彼女は四足動物の如く飛び跳ねながら、勢いよく剣を抜いてドラゴーレムを斬りつけた。
ところが、150万エメトもする剣ですら、外殻に切れ目すら入れられない。
「……硬いっ!」
びりびりと手が痺れる感覚が骨に伝わり、セレナはモンスターと距離を取った。
ドラゴーレムが口を大きく開き、彼女に頭を向けているのに気づいたのだ。
「セレナ、ドラゴーレムが火を吐くよ!」
リンの警告とほぼ同時に、敵の口が赤く染まった。
『ボオオォーッ!』
解き放たれたのは、熔岩流のように地面を舐める炎。
大袈裟なほどドラゴーレムから距離を取ったセレナの判断は正しく、そうしなければたちまち炎に呑み込まれていただろう。

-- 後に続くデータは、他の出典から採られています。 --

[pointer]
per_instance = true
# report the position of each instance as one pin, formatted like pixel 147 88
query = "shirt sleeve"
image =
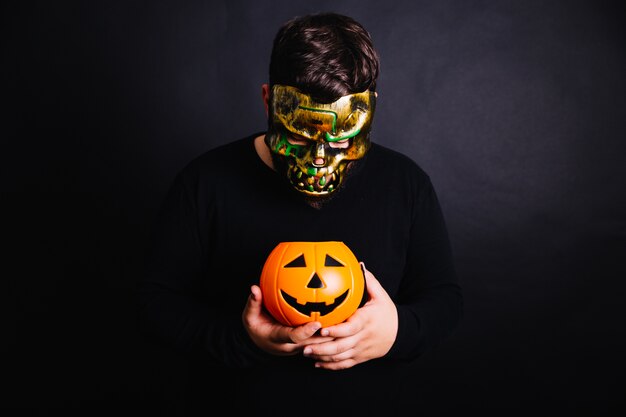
pixel 430 302
pixel 169 310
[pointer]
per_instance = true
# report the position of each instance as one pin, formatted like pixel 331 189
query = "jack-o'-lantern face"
pixel 312 281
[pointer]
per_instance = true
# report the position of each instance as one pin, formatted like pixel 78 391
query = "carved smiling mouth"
pixel 308 308
pixel 314 182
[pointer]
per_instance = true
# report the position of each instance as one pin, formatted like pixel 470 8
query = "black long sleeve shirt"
pixel 225 212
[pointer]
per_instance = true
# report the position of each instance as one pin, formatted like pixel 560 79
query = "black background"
pixel 516 109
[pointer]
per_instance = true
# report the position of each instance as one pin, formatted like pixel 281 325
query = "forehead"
pixel 302 115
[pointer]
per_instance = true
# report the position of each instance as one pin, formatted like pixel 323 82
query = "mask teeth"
pixel 311 183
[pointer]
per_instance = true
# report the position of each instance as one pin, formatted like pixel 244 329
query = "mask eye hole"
pixel 297 140
pixel 299 262
pixel 341 144
pixel 330 261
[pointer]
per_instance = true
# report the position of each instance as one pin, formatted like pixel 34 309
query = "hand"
pixel 272 336
pixel 368 334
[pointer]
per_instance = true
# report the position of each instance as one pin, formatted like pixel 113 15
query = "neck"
pixel 263 151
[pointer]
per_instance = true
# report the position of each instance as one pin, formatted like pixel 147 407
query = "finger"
pixel 305 331
pixel 373 286
pixel 285 334
pixel 336 366
pixel 254 304
pixel 329 349
pixel 345 329
pixel 343 356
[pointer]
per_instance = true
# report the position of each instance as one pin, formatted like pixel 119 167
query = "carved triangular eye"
pixel 330 261
pixel 299 262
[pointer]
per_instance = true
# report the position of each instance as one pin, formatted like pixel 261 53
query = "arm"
pixel 427 308
pixel 170 311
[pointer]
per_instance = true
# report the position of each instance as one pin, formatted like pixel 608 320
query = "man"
pixel 314 175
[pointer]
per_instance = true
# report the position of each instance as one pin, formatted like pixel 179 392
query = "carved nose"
pixel 319 155
pixel 315 282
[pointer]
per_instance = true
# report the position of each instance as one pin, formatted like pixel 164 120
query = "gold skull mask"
pixel 318 140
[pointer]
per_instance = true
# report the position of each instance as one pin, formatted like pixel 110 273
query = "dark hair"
pixel 326 55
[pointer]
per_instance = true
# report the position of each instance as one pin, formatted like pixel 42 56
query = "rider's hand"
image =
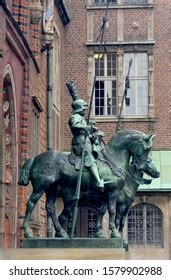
pixel 88 128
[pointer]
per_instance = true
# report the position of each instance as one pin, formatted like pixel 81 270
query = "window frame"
pixel 145 228
pixel 105 78
pixel 137 78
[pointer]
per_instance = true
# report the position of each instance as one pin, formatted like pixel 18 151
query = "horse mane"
pixel 123 137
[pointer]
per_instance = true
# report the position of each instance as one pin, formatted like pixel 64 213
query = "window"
pixel 138 91
pixel 35 132
pixel 86 222
pixel 36 110
pixel 135 2
pixel 145 225
pixel 105 86
pixel 104 1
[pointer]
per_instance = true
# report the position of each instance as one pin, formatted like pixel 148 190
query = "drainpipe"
pixel 49 95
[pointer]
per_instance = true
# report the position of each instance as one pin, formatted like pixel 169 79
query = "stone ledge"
pixel 63 254
pixel 73 243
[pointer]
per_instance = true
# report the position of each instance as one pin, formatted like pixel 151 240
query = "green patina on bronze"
pixel 52 173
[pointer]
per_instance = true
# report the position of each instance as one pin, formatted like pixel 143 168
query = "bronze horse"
pixel 53 174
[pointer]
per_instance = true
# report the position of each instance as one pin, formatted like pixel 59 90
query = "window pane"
pixel 142 68
pixel 145 225
pixel 99 98
pixel 138 91
pixel 99 66
pixel 105 86
pixel 131 109
pixel 111 65
pixel 142 97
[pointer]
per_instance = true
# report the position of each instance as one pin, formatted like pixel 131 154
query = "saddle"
pixel 104 156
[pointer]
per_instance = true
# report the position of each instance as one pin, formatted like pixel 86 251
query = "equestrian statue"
pixel 105 172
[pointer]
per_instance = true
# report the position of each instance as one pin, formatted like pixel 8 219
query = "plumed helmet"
pixel 79 105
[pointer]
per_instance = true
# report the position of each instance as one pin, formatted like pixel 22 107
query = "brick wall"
pixel 136 25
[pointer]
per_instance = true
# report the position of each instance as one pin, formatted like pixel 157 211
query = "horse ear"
pixel 150 137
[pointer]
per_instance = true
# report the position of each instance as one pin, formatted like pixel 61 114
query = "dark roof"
pixel 62 11
pixel 17 28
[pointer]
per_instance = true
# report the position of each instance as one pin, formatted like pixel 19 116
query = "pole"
pixel 49 115
pixel 78 187
pixel 49 95
pixel 127 85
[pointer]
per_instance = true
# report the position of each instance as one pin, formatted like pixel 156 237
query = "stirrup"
pixel 101 184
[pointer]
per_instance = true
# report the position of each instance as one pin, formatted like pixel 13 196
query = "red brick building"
pixel 28 32
pixel 137 29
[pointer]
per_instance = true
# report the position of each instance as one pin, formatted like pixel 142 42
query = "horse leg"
pixel 99 229
pixel 50 208
pixel 29 209
pixel 68 207
pixel 112 214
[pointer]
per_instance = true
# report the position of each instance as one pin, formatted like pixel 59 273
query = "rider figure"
pixel 82 133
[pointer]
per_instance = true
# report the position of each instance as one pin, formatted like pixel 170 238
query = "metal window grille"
pixel 105 1
pixel 86 223
pixel 145 225
pixel 135 2
pixel 105 87
pixel 35 131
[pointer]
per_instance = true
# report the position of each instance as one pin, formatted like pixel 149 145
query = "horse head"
pixel 148 168
pixel 131 144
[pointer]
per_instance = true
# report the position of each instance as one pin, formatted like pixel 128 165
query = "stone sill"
pixel 128 119
pixel 117 6
pixel 119 43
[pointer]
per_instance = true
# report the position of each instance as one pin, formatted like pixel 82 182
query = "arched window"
pixel 145 225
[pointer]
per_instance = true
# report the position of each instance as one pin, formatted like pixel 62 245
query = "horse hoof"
pixel 115 234
pixel 99 234
pixel 29 235
pixel 61 235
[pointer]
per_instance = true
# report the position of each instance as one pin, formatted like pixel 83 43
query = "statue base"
pixel 67 249
pixel 72 243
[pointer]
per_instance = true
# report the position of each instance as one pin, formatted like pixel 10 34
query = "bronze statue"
pixel 52 173
pixel 82 133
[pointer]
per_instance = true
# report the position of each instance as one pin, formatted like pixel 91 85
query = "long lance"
pixel 78 187
pixel 124 97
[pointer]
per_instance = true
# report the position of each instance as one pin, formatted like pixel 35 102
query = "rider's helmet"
pixel 79 105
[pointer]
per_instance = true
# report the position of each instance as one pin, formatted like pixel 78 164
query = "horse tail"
pixel 25 173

しかもモンスターは、炎を吐く口を閉じると、前脚で殴りかかってきた。
額を伝う汗を拭う間もなく、セレナとリンは回避に徹させられる。
そんなふたりのさまを、ダンテは少し離れた木々の間で見ていた。
(岩が幾つも重なった硬い外殻と、フレイムリザ―ドとは違う火を吐く力がドラゴーレムの特徴だ。対処法は似てるが、討伐難度はケタ違い……さあ、どう出る?)
特別な事情がない限り、絶対に手出しをしない。
そう考えていたダンテだが、どうやらまだ、増援は必要ないようだ。
「火属性は通じない! 風属性の鋭い魔法を右脚の太ももに集中させて、リン!」
「分かった。『つむじ風、針の如く尖り貫き穿て』」
ドラゴーレムの耐性に気付いたセレナの指示で、リンが魔導書を光らせた。
彼女の本から発射されたのは、触れた樹木を傷つけるほど鋭い、かまいたちだ。
「『穿て』、『穿て』、『穿て』!」
攻撃を繰り出すドラゴーレムに連続で撃ち込まれた風は、外殻を砕けない。
(――ほう、気づいたか)
ただ、ダンテはにやりと笑った。
「『穿て』、『穿て』……『穿て』……!」
リンはやみくもに魔法を発射していたのではない。
彼女はとある1カ所――右後ろ脚だけを狙い、魔法を叩き込んでいた。
セレナの斬撃だけでは何のダメージもなかった石の甲殻が、みし、ぱき、と音を立てているのを、彼女自身が耳をピクリと動かして察知した。
「やっぱり、外殻にひびが入った!」
尻尾の大ぶりな薙ぎ払いをスライディングでかわし、セレナが足に駆け寄る。
「あとは、ルミナリ鋼製なら……でやぁッ!」
太ももの部位の外殻に剣を振り下ろすと、石の鎧が見事に砕け散った。
『ギャアアースッ!』
流石に外殻が砕ければ痛みを感じるのか、ドラゴーレムが悲鳴を上げる。
同じやり方で、もう片方の後ろ脚を破壊して動きを鈍らせようとしたセレナだったが、彼女の後ろからリンの荒い息が聞こえて、振り返った。
「はぁ、はぁ……」
「リン! まさか、魔法を連続で使ったから……!」
肩で呼吸をするリンだったが、まだ魔導書は光っているし、目に闘志も灯っている。
「……ボクなら大丈夫! まだ、やれるよ!」
奮い立たせるように黒い尻尾を立ち上げたリンが、魔導書を高く掲げた。
「『竜巻、木枯らし、逆巻き嵐となりて突き刺され!』」
彼女が呪文を唱えると、今度は空から竜巻が舞い降りて、ドラゴーレムを切り刻む。
やはり大したダメージは与えられていないが、外殻の多くにひびが入ったのを、セレナもリンも確かに見逃さなかった。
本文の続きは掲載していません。